Epilepsy is a chronic neurological disorder that affects around 50 million people throughout the world. It is characterized by the occurrence of epileptic seizures generated by abnormal neuronal discharges. An inadequate response to the currently available antiseizure medication is a widespread and critical issue in epilepsy patients. Indeed, in certain circumstances, epilepsy surgery is indicated to improve seizure control [86]. These features result in a severe economic and social burden for the patients and/or the health system [87,88]. Furthermore, the choice of medication used to control seizures in patients with epilepsy is dependent on the type of epilepsy; thus, a correct diagnosis is crucial for optimizing treatment [87]. Therefore, the search for biomarkers to assist in the diagnosis and help predict the response to treatment for epilepsy patients is urgently needed; metabolomics has been one of the tools used for these purposes [89]. However, most metabolomic studies performed on different tissues and biofluids of patients with epilepsy have also sought to contribute to the investigation of the mechanisms underlying the disease—and not only the identification of biomarkers. This dual focus is due to the fact that epilepsy is a heterogeneous condition that comprises many different specific diseases with distinct mechanisms, clinical presentations, and prognoses [86].

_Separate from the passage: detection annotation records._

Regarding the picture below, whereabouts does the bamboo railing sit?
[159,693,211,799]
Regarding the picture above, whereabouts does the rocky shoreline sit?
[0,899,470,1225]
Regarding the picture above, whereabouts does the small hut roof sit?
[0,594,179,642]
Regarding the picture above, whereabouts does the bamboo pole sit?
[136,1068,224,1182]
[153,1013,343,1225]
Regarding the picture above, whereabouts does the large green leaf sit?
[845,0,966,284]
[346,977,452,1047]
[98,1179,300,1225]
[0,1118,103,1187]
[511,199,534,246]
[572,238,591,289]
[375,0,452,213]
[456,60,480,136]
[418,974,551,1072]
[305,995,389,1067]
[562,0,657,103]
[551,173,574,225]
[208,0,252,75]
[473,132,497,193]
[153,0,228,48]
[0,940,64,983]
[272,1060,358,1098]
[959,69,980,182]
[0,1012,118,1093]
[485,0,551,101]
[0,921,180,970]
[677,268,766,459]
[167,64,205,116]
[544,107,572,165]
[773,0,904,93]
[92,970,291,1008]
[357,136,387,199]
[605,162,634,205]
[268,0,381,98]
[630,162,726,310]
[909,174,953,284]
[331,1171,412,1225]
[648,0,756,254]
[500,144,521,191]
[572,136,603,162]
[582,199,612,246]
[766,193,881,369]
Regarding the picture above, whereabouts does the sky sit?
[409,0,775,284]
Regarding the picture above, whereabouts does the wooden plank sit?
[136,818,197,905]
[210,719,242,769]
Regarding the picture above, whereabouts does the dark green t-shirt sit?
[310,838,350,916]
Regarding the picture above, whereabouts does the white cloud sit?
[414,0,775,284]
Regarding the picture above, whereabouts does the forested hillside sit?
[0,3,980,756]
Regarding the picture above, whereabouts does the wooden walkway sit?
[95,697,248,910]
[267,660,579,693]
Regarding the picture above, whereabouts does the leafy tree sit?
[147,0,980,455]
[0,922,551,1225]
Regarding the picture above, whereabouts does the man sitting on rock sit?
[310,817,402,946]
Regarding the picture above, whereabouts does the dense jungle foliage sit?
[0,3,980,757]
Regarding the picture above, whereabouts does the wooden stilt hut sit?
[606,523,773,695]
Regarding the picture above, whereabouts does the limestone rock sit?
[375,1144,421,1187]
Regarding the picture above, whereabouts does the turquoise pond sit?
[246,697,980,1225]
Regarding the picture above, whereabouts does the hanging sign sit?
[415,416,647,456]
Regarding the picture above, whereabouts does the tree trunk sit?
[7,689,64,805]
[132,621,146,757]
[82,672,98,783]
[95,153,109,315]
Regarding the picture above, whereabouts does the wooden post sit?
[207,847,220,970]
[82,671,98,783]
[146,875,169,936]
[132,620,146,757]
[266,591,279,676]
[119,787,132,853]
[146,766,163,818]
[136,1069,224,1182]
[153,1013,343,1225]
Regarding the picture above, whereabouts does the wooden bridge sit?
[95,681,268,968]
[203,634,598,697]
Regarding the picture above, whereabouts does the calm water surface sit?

To the best of our knowledge, Cavus et al. were among the first researchers to analyze the metabolites of extracellular glutamate in surgical tissue from the hippocampi and cortices of patients with medically refractory epilepsy [90]. The authors aimed to investigate the energetic deficiency in these tissues, and their results suggested that it could lead to a functional impairment of glutamate transporters and glutamate reuptake [90]. A subsequent report in 2010—which used 1HNMR- and MS-based metabonomic analysis in blood serum from patients using different antiseizure medications—did not find any distinction in the metabolic profile of responders and non-responders to different antiseizure drugs [91]. Abela and colleagues used an untargeted metabolomics approach to identify potential plasma biomarkers in patients with a rare genetic syndrome presenting with epilepsy, specifically Snyder–Robinson syndrome [92]. They found an increase in N8-acetylspermidine and suggested that this metabolite could be used as a biomarker for the disease [92]. Simultaneously, another study used metabolomics to distinguish three different types of epilepsy within 48 h after seizure: partial seizure, generalized seizure, and generalized seizure secondary to partial seizure [93]. These authors used a GC-MS-based approach and found a distinct metabolomic profile in the serum of patients with epilepsy. Still, they were unable to differentiate the three types of seizures [93]. The main findings were elevated lactate and glutamate levels and reduced FAs in the serum of patients with different types of epilepsy [93]. The authors also implicated 14 endogenous metabolites altered in patients with epilepsy compared to controls; the disrupted metabolic pathways led to energy deficiencies, inflammation, and neurotoxicity [93].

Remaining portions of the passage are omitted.